Argentina could shed about 40,000 jobs in its construction sector in the coming months as high interest rates hurt financing and the Argentine government scales back projects to cut its budget deficit, industry executives and union leaders said.
With the Argentine central bank holding interest rates at a punishing 60 percent in an effort to curb high inflation and halt a slide in the peso, construction executives said there was no credit available to finance public works promised by Argentine President Mauricio Macri’s government.
“Banks are withdrawing financing from public works companies. It’s concern over the fiscal adjustment that will hit public works,” Chamber of Construction president Gustavo Weiss said.
The government this week announced a raft of austerity measures as it seeks to slash the deficit and restore confidence in the peso, which has lost 52 percent of its value so far this year.
The government is to slash spending and raise taxes in a bid to balance its primary budget next year — before debt servicing is taking into account — compared with a previous target of a deficit of 1.3 percent of GDP.
The new measures come as Macri seeks to convince the IMF to accelerate disbursement of loans according to a US$50 billion financing deal reached in June, amid some investors’ concerns that Argentina might not be able to service its dollar debts next year.
Weiss said that high interest rates and the weakness of the peso were making it difficult for local companies to get financing for projects or to buy imported materials.
“It’s possible that there will be 40,000 layoffs or even more because of cuts to public work,” Weiss said, adding that the estimate was based on consultations with member companies.
That would account for about 10 percent of the roughly 400,000 workers formally employed in construction, according to the chamber’s IERIC statistics agency, not including informal labor.
A sharp slowdown in Argentina’s construction sector, already reeling from a major corruption scandal, would deal a heavy blow to an economy due to enter recession this quarter. It could also increase political pressure on Macri, who is expected to run for re-election next year.

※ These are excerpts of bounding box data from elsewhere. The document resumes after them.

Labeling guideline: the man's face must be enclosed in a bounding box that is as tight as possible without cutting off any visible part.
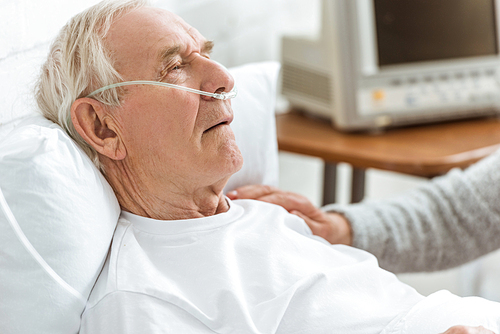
[106,7,242,190]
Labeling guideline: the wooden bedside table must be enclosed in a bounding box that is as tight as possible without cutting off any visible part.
[276,111,500,204]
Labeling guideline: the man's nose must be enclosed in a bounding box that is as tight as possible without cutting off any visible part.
[199,58,234,100]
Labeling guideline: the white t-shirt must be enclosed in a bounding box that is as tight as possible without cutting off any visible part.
[80,200,500,334]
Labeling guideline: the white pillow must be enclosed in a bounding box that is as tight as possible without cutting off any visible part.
[0,116,120,333]
[0,63,279,334]
[224,61,280,192]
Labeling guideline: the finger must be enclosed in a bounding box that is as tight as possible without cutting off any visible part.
[258,191,318,215]
[226,184,280,199]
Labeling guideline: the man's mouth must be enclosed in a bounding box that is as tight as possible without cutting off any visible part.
[204,121,229,133]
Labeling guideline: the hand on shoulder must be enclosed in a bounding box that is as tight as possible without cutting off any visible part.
[227,185,352,245]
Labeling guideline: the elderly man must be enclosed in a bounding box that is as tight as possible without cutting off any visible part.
[37,1,500,334]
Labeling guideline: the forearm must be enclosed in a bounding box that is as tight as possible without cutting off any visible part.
[325,152,500,272]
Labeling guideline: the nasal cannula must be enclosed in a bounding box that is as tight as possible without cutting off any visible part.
[86,80,238,100]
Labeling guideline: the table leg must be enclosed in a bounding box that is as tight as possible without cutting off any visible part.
[351,167,365,203]
[323,161,337,205]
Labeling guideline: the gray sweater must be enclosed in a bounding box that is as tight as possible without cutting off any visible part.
[324,151,500,273]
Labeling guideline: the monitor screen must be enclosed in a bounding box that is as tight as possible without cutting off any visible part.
[374,0,498,66]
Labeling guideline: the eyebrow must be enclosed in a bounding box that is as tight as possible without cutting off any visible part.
[158,41,214,63]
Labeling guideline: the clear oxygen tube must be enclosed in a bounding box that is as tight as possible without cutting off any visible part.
[86,80,238,100]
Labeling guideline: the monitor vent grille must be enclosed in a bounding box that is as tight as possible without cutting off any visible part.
[283,64,332,104]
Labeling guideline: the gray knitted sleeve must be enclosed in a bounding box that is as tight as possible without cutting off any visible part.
[324,151,500,273]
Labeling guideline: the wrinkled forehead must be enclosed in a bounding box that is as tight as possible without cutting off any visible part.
[106,7,205,79]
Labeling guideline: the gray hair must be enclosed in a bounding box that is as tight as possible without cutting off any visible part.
[36,0,148,171]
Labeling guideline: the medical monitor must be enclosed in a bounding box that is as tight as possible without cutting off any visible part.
[282,0,500,130]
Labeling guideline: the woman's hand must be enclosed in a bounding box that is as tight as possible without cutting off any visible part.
[227,185,352,245]
[443,326,495,334]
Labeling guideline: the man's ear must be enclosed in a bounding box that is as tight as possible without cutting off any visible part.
[71,98,127,160]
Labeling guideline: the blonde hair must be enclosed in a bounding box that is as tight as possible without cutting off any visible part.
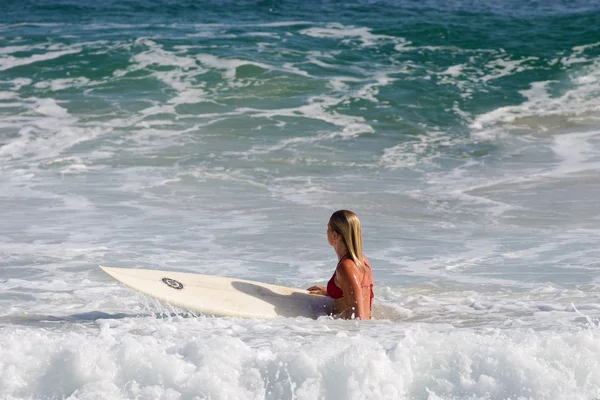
[329,210,365,269]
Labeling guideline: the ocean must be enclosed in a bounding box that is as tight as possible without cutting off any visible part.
[0,0,600,400]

A spokesman for the Argentine Ministry of Labor downplayed what he said was a seasonal decline in the employment in the sector.
“There has been a slowdown in growth, and a slight monthly decline in jobs due to the winter season and some instability in the industry,” the spokesman said.
According to a central bank poll of economists published on Tuesday, Latin America’s third-largest economy is expected to contract 1.9 percent this year.
An official at Argentina’s Construction Workers Union, who asked not to be identified, said the austerity program could reduce public works by 50 percent next year, based on feedback from companies in talks with the government.
The official said the union, the sector’s largest, also estimated after consultations with businesses that there could be as many as 60,000 worker layoffs over the next six months as expectations for next year decline.
“If this crisis doesn’t ease, it could be many more,” he said.